Updated: Sep 27, 2019
Certain ideas come to mind when the city of Oxford is mentioned – university, knowledge, learning, spires, gowns. What does not often come to mind is the word ‘tourist’. Yet Oxford as a city draws an impressive influx of tourists every year, who flood the streets during the day and disappear by sunset. Many visitors are confronted with the beautiful sandstone buildings and busy streets and feel unsure of how to navigate them. It is common for them to be lost as to which doorways they are allowed to cross and which spaces they can explore.
The solution is to find a guide – and this city has many to choose from! They come in various forms, and with a highly variable list of credentials. The tourist information centre will book a ‘badge guide’ for you at a rate of £140/tour. The blue and green badge guides walk the streets with an authority gleaned from having taken the official training courses and written the exam. The exam runs strangely infrequently and the training itself costs quite a bit of money. For those who cannot afford this type of certification, they can find employment through the alternative tour companies, who run walk up tours and tip-based free walking tours.

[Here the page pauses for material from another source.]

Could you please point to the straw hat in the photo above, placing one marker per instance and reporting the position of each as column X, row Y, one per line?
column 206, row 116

The information you would receive from a guide is tailored to the experience of a tour – it is humorous, educational, and engaging. However, this same format also means that some of the information is suspect. As many locals know, guides can exaggerate, generalise, be misleading, or flat out lie to their audience. I have often heard guides on the streets use the joke: ‘never let the facts get in the way of a good story.’
I have often heard guides on the streets use the joke: ‘never let the facts get in the way of a good story.’
Yet these instances should not spoil one's opinion of the guiding business in the city. I have given tours of the streets of Oxford for over three years now. I am a historian, and I care deeply about its history and the many stories the city holds. This history should be told, re-told, and re-told again - because it is unique and interesting. As a guide – I also understand how difficult it is to convey information to an audience who is more concerned about where Harry Potter was filmed than the date the library was built. Additionally, I understand the pressure placed on a guide to have the answers to the many diverse questions asked by an audience – Ranging from the exact date and meaning of every possible inscription on the entire route, to the modern uses for each and every building, room, doorway, quad, and wall in the city.
As a guide you are meant to have these answers, and it is tempting to provide an answer even when you do not have one. Ranging from the exact date and meaning of every possible inscription on the entire route, to the modern uses for each and every building, room, doorway, quad, and wall in the city.
Today is International Tour Guide Day and I want to recognise the value of a guide – even one who does not have all the answers. A guide is someone who provides direction when you are new and unsure of how a city works. Their job is to be engaging, interesting, and educational. The best guides will ensure a tour leaves you with an understanding of past and present, and that you will walk away still thinking about what you have learned. A guide is passionate about what they do – after all, it takes a lot of courage and energy to stand in front of a group and speak for almost two hours! We choose this job because we love people, and we love teaching.
We want to help provide information when we can and to share the city we adore with the many visitors who are curious to discover it.